Na mesma linha, foi dura a reação dos educadores ao comentário do ministro Paulo Renato de que isso demonstra o “fracasso da escola” e, consequentemente, deve ser exigida maior dedicação dos professores. “Nenhuma categoria no Brasil é mais dedicada que a dos professores, que vive com uma jornada triplicada e os baixos salários”, rebate a presidente do Sindicato dos Professores no Ensino Oficial de São Paulo, Maria Isabel Noronha. “Como dar atendimento individualizado em uma sala de aula com 45, 50 alunos e com menos de um metro quadrado por aluno? Como garantir a recuperação contínua com apenas 50 minutos de aulas e, às vezes, apenas uma aula por semana, sem recursos didáticos apropriados?”, indaga uma carta de protesto, com quatro páginas, assinada por 14 professores da rede estadual da zona sul de São Paulo.

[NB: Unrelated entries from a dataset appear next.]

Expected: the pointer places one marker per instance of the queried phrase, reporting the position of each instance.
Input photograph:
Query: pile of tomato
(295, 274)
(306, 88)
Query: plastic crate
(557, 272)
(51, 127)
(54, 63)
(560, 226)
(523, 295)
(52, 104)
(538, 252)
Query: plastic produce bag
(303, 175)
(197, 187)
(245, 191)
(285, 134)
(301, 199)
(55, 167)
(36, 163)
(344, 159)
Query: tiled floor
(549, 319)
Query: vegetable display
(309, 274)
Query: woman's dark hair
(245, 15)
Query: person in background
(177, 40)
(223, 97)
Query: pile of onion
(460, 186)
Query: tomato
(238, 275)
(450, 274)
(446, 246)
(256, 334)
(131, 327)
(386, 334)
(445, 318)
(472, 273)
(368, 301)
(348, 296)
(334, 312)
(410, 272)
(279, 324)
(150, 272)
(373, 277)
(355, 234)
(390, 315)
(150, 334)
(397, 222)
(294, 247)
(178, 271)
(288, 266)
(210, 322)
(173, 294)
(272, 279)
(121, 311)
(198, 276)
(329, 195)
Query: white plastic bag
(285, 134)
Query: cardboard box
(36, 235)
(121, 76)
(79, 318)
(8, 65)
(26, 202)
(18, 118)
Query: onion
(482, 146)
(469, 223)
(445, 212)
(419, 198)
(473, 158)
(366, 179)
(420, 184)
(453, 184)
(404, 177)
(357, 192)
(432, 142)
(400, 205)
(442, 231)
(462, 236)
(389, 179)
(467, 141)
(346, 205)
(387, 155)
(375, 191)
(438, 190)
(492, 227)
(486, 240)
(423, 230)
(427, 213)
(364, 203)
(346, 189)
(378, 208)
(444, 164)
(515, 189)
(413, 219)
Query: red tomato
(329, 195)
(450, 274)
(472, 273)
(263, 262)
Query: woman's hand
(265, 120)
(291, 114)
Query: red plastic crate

Na quarta-feira 10, o ministro Paulo Renato não questionou essas reclamações. “Eles têm razão. É tudo verdade. Não tenho dúvidas das dificuldades que os professores enfrentam. Os salários são baixos, mas estamos aumentando. Computadores estão sendo comprados. Não quero acusá-los, mas quando digo que o problema é da escola, as dificuldades não diminuem a responsabilidade deles.” A aprovação automática – através da chamada progressão continuada – forma hoje subcidadãos despreparados, com diploma, porque a iniciativa não foi implantada adequadamente. “Em São Paulo, a proposta foi imposta. Não se procurou obter a adesão do professorado”, acredita Marília Spósito, professora da Faculdade de Educação da USP e presidente da ONG Ação Educativa. “Essas idéias implicam mudanças muito profundas. O governo aumentou o número de alunos na escola, mas não ampliou os recursos. Assim, ninguém vai fazer milagre e não se pode responsabilizar o professor pelo insucesso.” Segundo ela, houve experiências bem-sucedidas no combate à repetência em Belo Horizonte e Blumenau (SC). Espera-se, agora, que a polêmica ajude a mudar a realidade de crianças que vivem o mesmo drama de Welton.